I would have asked more questions, but the ghost chose that moment to rush us to get to Ronald. It was the first time I’d ever been run through, and let me tell you, you never forget having that particular cherry popped. It’s like someone shoving a snow cone down your throat and a popsicle up your butt at the same time. It’s hideous, the most invasive thing you can experience this side of the grave. It didn’t help that freezing cold ghost goop smeared me from head to toe. My hair was plastered to my scalp, my clothes hung heavy thanks to lumpy black jelly.

“Holy shit! Gross!”

“Maggie!” my mother snapped.

“Holy crap! Gross!”

“Better.”

Mom cocked her head to the side like getting ghost-molested
ain’t no thang
, watching Ronald run circles around his Jaguar. The ghost stayed in hot pursuit, hands extended and swiping as she hissed. A few times she darted through the car to lunge for him, smearing the glossy exterior and fine leather seats with more goo.
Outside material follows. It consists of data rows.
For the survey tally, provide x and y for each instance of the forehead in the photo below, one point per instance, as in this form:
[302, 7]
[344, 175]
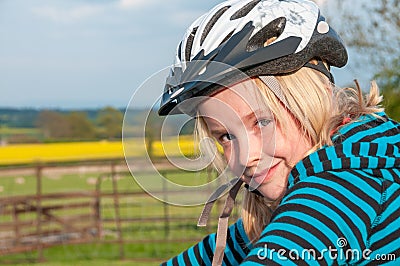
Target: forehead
[241, 98]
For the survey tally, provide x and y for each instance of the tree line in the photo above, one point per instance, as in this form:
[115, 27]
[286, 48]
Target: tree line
[76, 125]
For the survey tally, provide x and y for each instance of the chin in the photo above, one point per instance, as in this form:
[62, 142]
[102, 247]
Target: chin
[272, 194]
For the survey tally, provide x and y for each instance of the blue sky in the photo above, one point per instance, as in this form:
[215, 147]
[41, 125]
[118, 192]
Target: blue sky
[89, 54]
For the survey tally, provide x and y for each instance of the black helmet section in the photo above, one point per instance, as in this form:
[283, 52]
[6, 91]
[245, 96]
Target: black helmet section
[222, 67]
[277, 47]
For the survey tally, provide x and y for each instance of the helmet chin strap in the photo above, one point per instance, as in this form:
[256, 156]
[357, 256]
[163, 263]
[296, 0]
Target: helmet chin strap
[222, 230]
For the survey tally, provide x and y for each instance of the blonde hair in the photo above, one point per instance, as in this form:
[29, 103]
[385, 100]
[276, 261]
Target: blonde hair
[319, 108]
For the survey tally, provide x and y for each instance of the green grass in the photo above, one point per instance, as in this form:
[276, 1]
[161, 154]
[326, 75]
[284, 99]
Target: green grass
[8, 131]
[140, 206]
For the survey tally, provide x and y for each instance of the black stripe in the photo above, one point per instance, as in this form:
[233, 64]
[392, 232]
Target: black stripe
[296, 239]
[322, 155]
[391, 238]
[226, 261]
[387, 133]
[241, 241]
[362, 127]
[392, 217]
[309, 211]
[231, 246]
[338, 195]
[346, 163]
[355, 148]
[175, 261]
[372, 181]
[262, 262]
[389, 150]
[186, 258]
[207, 248]
[197, 255]
[361, 193]
[373, 149]
[309, 227]
[327, 220]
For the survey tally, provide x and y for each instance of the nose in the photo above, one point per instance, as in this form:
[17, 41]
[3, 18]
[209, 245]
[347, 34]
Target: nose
[249, 151]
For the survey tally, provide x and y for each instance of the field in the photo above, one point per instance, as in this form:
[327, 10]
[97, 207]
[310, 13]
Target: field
[158, 241]
[148, 242]
[79, 151]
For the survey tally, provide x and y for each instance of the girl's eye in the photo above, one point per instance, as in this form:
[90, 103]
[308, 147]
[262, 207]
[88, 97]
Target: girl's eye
[263, 122]
[226, 137]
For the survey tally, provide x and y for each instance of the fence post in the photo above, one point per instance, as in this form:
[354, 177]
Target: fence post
[16, 223]
[39, 169]
[166, 208]
[117, 212]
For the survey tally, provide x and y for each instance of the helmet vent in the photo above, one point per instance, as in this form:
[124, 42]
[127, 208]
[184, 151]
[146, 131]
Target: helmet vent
[189, 44]
[267, 34]
[211, 23]
[180, 50]
[227, 37]
[245, 10]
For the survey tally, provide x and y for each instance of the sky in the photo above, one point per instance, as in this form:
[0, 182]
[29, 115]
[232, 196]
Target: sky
[89, 54]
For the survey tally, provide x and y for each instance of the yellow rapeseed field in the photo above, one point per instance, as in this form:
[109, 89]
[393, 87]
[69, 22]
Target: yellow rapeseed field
[78, 151]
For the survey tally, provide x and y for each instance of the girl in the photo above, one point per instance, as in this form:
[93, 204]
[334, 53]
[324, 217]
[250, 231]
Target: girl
[321, 164]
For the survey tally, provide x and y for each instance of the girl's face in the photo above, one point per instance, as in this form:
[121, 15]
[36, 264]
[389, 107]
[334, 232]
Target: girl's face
[255, 147]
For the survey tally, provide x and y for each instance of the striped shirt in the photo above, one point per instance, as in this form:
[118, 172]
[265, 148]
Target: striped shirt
[342, 207]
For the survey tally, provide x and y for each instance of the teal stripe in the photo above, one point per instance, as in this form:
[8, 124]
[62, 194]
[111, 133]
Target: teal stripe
[180, 260]
[235, 241]
[191, 255]
[372, 163]
[316, 162]
[243, 234]
[203, 253]
[386, 231]
[313, 222]
[364, 186]
[392, 209]
[355, 163]
[393, 139]
[229, 256]
[332, 215]
[365, 132]
[347, 150]
[350, 126]
[340, 190]
[332, 156]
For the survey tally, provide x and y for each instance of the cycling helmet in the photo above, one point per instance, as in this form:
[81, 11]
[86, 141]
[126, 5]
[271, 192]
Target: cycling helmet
[256, 37]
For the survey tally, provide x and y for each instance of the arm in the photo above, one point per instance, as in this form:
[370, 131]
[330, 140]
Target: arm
[319, 221]
[238, 246]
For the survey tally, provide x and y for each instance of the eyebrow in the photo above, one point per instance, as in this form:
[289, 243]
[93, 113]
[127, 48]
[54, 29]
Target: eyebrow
[221, 130]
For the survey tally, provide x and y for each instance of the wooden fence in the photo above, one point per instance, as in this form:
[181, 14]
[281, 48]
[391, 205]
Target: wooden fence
[35, 222]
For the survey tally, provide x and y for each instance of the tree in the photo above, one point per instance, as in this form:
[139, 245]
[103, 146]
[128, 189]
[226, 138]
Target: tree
[371, 28]
[110, 119]
[389, 82]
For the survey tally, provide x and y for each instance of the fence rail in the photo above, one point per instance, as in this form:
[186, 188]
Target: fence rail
[42, 220]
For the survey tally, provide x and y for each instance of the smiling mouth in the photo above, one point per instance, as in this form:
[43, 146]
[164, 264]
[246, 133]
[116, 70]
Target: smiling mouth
[262, 177]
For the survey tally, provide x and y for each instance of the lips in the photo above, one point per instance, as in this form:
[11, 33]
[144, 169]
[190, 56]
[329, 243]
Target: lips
[265, 175]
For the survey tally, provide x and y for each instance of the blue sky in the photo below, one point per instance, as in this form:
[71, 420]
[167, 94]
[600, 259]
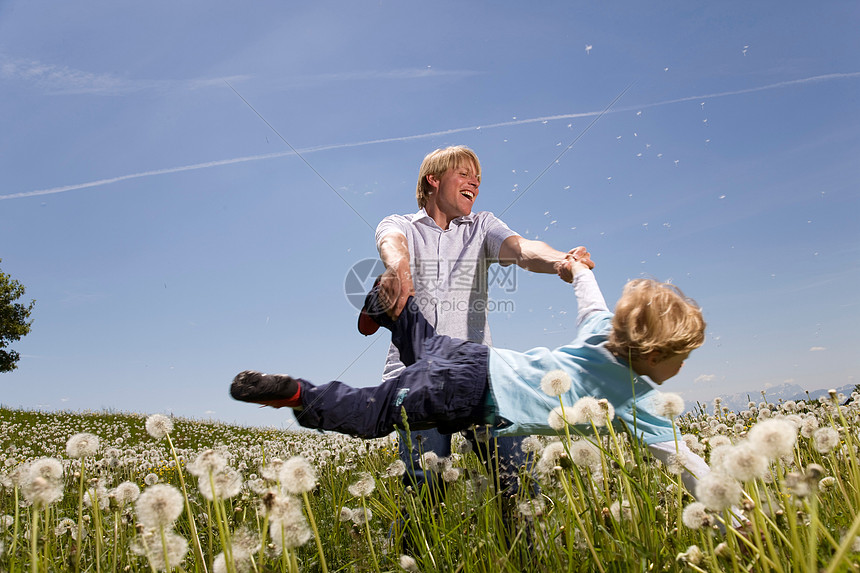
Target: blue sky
[172, 238]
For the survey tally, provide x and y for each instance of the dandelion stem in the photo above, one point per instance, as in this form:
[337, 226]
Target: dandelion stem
[316, 531]
[198, 550]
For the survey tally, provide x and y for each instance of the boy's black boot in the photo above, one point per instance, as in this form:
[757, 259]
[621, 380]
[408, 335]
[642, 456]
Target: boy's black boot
[252, 386]
[372, 315]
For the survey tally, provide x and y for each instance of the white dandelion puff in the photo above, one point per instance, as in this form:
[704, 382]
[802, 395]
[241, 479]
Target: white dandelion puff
[82, 445]
[774, 437]
[363, 487]
[298, 475]
[159, 506]
[208, 462]
[825, 439]
[718, 491]
[696, 516]
[158, 426]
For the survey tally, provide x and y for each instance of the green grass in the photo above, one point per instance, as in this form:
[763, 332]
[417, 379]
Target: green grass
[624, 517]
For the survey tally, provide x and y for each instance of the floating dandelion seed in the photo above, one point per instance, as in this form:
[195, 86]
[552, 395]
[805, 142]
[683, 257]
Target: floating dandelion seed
[555, 383]
[82, 445]
[158, 426]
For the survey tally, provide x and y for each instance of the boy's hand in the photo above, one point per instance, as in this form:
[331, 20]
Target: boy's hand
[577, 260]
[581, 254]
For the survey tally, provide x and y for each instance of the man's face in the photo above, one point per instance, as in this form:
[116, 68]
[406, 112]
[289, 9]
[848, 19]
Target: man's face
[455, 191]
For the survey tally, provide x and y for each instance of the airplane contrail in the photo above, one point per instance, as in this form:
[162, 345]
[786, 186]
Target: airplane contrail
[218, 163]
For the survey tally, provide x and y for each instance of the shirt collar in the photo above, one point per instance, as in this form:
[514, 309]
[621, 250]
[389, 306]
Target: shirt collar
[422, 216]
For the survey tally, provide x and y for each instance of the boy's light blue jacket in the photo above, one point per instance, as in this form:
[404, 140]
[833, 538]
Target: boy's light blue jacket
[521, 407]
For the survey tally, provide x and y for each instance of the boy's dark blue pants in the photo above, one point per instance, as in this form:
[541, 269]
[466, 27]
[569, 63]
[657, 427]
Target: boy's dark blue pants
[444, 385]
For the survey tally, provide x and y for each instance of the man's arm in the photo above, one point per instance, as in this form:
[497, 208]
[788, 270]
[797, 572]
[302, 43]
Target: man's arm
[396, 282]
[534, 256]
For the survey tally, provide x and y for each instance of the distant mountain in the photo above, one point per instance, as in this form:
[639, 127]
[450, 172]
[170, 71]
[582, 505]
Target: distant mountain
[774, 394]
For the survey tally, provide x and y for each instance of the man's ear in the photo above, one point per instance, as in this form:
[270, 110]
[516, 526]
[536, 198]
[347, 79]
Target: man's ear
[433, 181]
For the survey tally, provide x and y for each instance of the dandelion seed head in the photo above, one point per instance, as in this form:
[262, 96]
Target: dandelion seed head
[208, 461]
[557, 420]
[290, 532]
[555, 383]
[773, 438]
[223, 485]
[585, 455]
[408, 564]
[298, 475]
[124, 493]
[395, 469]
[156, 548]
[363, 487]
[82, 445]
[159, 506]
[158, 426]
[361, 515]
[745, 462]
[669, 405]
[531, 445]
[718, 491]
[693, 555]
[696, 516]
[49, 468]
[587, 410]
[42, 492]
[825, 439]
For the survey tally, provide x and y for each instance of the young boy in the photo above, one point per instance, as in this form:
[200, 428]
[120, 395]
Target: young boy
[452, 384]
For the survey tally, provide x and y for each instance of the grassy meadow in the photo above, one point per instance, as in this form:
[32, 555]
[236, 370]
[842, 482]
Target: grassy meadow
[128, 492]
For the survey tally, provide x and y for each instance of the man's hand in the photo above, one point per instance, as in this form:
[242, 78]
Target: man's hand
[395, 287]
[577, 260]
[581, 254]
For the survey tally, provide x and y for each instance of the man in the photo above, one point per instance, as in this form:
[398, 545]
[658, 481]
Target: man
[441, 255]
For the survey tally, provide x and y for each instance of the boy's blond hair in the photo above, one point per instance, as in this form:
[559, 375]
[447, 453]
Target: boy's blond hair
[656, 317]
[438, 162]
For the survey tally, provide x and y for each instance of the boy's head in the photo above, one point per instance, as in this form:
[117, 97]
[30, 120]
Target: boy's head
[655, 327]
[437, 162]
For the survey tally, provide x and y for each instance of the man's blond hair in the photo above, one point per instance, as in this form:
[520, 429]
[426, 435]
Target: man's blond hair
[438, 162]
[656, 317]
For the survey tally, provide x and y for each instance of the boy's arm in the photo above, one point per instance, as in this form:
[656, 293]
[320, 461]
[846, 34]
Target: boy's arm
[577, 270]
[534, 256]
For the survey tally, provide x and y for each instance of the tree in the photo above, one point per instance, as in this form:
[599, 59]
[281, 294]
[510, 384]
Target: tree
[14, 319]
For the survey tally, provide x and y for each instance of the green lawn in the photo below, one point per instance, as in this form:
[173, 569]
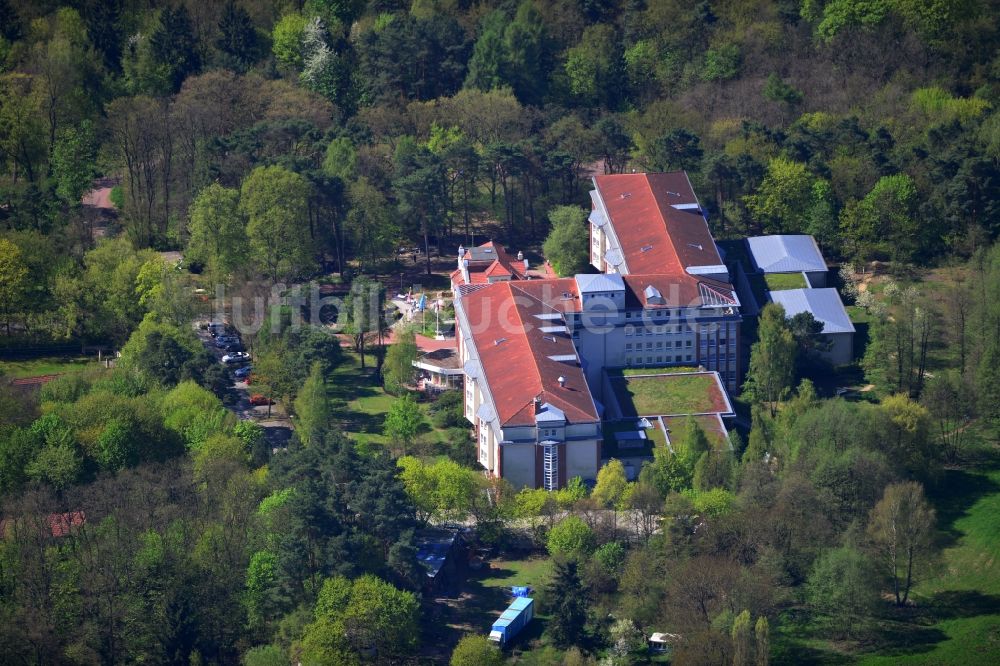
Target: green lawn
[758, 287]
[360, 403]
[958, 618]
[629, 372]
[858, 314]
[46, 366]
[666, 394]
[781, 281]
[956, 614]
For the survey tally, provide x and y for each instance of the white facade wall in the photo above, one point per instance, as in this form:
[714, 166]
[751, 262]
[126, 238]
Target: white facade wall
[582, 459]
[519, 464]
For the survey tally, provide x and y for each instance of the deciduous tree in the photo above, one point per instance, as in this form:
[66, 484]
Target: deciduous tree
[900, 528]
[772, 359]
[275, 202]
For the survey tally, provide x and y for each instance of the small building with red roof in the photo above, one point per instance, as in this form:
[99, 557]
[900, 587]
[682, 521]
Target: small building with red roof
[490, 262]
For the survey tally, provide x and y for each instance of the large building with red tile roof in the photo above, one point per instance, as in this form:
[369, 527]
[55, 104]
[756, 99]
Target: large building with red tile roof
[534, 348]
[651, 229]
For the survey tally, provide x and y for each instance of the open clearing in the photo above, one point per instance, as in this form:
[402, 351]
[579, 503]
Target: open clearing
[56, 365]
[669, 394]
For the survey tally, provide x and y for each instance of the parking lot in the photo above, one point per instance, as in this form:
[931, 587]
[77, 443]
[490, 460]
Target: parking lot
[276, 424]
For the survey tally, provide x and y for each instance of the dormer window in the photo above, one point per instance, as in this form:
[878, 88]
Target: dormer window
[653, 296]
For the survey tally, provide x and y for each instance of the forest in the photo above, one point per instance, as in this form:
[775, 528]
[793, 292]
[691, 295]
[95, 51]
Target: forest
[258, 146]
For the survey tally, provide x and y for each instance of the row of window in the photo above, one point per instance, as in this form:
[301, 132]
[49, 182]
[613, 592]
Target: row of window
[659, 345]
[650, 360]
[655, 330]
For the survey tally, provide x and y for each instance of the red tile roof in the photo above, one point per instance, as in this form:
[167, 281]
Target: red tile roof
[515, 353]
[58, 524]
[681, 290]
[500, 264]
[655, 237]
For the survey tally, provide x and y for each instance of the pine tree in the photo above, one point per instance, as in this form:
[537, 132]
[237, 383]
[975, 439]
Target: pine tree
[238, 39]
[568, 604]
[175, 47]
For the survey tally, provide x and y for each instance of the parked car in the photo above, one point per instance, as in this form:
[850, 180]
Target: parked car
[224, 340]
[236, 357]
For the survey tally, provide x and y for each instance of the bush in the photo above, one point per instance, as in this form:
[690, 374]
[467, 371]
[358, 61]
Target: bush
[571, 537]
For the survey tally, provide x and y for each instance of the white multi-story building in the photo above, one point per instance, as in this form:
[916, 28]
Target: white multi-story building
[534, 350]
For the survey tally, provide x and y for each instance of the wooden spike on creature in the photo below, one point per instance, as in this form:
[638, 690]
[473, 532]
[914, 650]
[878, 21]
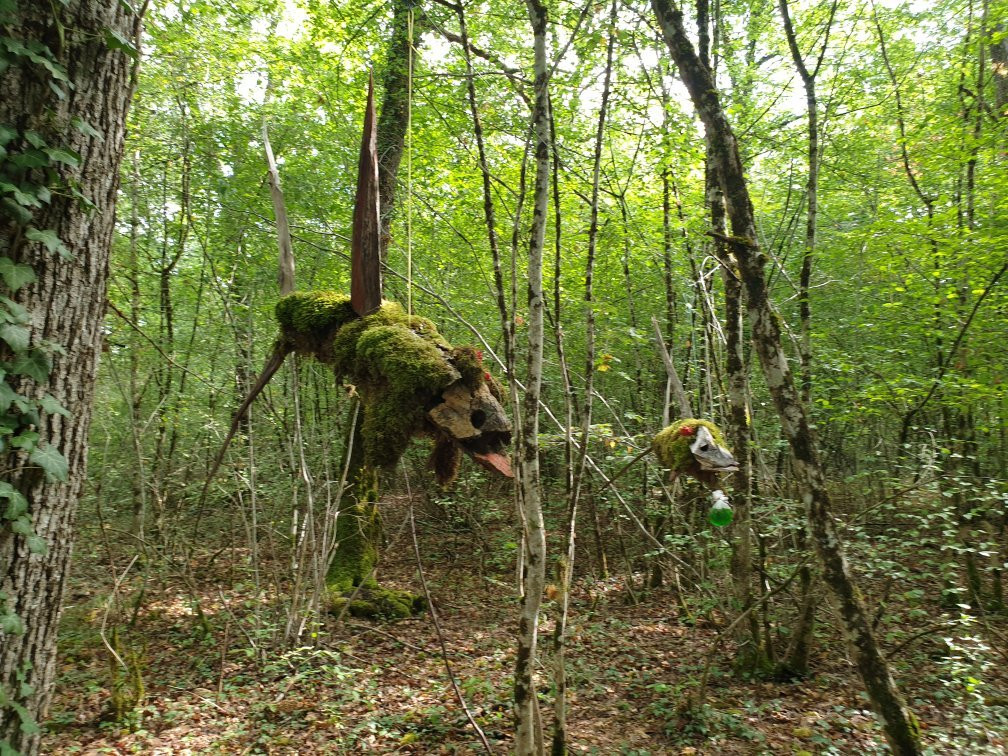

I would have cheered if she’d gunked the pink one instead, but that would have scored me another maternal booby-whack, and no thanks, those hurt. “When did the haunting start?”

“Last night,” Mrs. Moneypants said, sloughing the freshest layer of ecto from her shoulder. “Around eight.”

“When did you get the vase?”

“Yesterday afternoon at auction.”

“So it’s a haunted item. I need the vase, Mrs. Richmond.”

“That vase is worth thirty thousand dollars.”

My mother forced a smile so bright, I thought sunshine would blast out her ass like a Care Bear Stare. “It’s a thirty thousand dollar haunted item. I can separate the ghost from it, but I need to handle it to do so.”

“We don’t have it insured yet.”

“Oh, well. That changes everything.” The sarcasm was palpable, and my mother grabbed my shoulders to face me toward the street. A not-too-gentle shove later and we walked away from the Richmonds and their pretty house. “Good luck with the ghost,” Mom called over her shoulder. “If it gets violent, throw salt at it. It’ll keep it off of you for a few minutes.”

We were nearly to the van before Mrs. Richmond came trotting after us, screeching for us to stop. Mom paused, her expression flat. “Yes?”

“We can’t live like this.”

“Oh, you can for a while. They don’t kill you immediately. Not until they’ve settled in and decided your house is theirs, anyway.”

Mrs. Richmond flinched. “You know what I mean. Please, come back.”

“I can handle the vase?”

“Yes, yes, fine. Be careful.”

 

 

A
N HOUR LATER
my mother had laid two salt circles five feet apart from one another in the Richmonds’ living room. The left one had an incomplete top side; the right was fully sealed and half the size of the first. My mother stood between them, in arm’s reach of both, a sack of sea salt in hand. The Richmonds hid behind her, watching the poltergeist rearing at them from the hallway. A line of salt along the threshold kept the ghost at bay. She shrieked her fury, throwing a nutter-fit because she couldn’t get to her vase. When I asked Mom why she didn’t pass through the walls to get around the salt, she shrugged and said, “They’re not real bright.”